There’s still plenty of low-fi murk in these songs, but now it seems more an artistic choice than a limitation of production value. The drum machine thumps and slaps righteously, the analog synths burble appealingly.
“Water’s Edge” begins with driving triplet lines that end up laying askew across a straight 4/4 kick drum rhythm. When Body sings, I can barely make out the lyrics, but the chorus soars out of the claustrophobically busy synth work. He sings “It’s only water’s edge, it’s only formless ice, it never melts, it’s never broken.” The lines evoke for me Kurt Vonnegut’s Cat’s Cradle with its doomsday invention Ice-nine, an allusion made all the stronger by how the song resonates with the book’s post-apocalyptic melancholy.
Through its oblique lyrics and sidelong deconstruction of pop music, this album reminds me of Brian Eno’s early records like Taking Tiger Mountain By Strategy. Arthur Russell’s mutant disco comes to mind as well, but Russell’s giddy romanticism is replaced with Body’s cryptic bleakness. He sounds a bit like Brian Wilson in the multitracked choir at the end of “Tear It Down,” but it’s the nervous breakdown living room sandbox Brian, not “Surfing USA” Brian.
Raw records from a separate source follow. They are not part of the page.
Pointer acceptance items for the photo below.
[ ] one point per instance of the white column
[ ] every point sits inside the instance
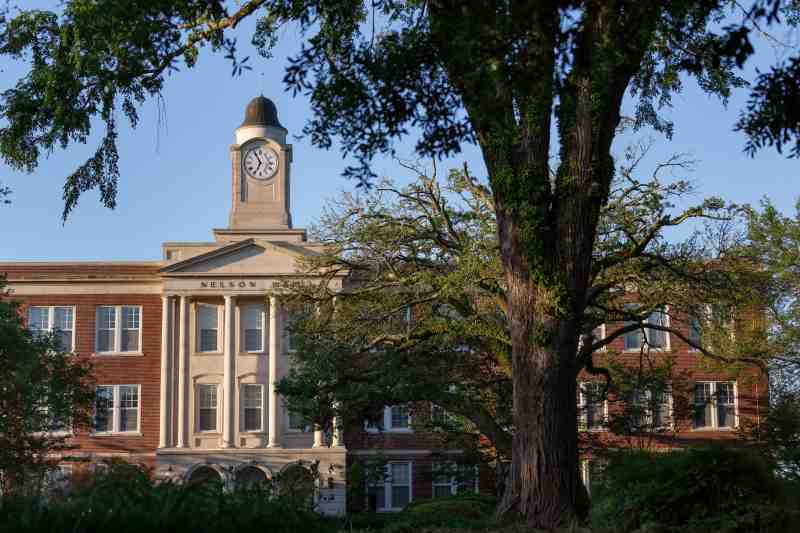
(165, 413)
(273, 441)
(229, 374)
(317, 438)
(337, 438)
(183, 369)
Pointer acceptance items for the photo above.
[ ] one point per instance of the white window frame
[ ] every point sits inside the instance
(243, 407)
(198, 331)
(218, 414)
(386, 425)
(51, 314)
(387, 487)
(584, 415)
(116, 410)
(714, 412)
(647, 394)
(264, 328)
(645, 333)
(117, 331)
(290, 429)
(708, 311)
(452, 482)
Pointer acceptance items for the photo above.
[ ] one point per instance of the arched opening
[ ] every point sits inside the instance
(205, 475)
(251, 477)
(296, 484)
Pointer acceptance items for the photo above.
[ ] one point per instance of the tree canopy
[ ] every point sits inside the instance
(45, 392)
(424, 317)
(522, 80)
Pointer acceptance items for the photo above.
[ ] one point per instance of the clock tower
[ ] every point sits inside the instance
(261, 162)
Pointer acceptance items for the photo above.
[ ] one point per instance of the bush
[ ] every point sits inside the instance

On “Pure Potency” he seems to have stolen the best bits of Toto’s “Africa” and rearranged them them into something more subtle, creepy and appealing.
What he’s trying to say in the songs of Aquarian Nightmare stays just out of reach—tantalizing and obscure. “Pure Potency” has this line — “There was a pointlessness that I’ve been chasing since” — and it’s a riddle. Maybe he’s talking about something both purposeless and desirable? That’s actually a pretty good definition of music itself.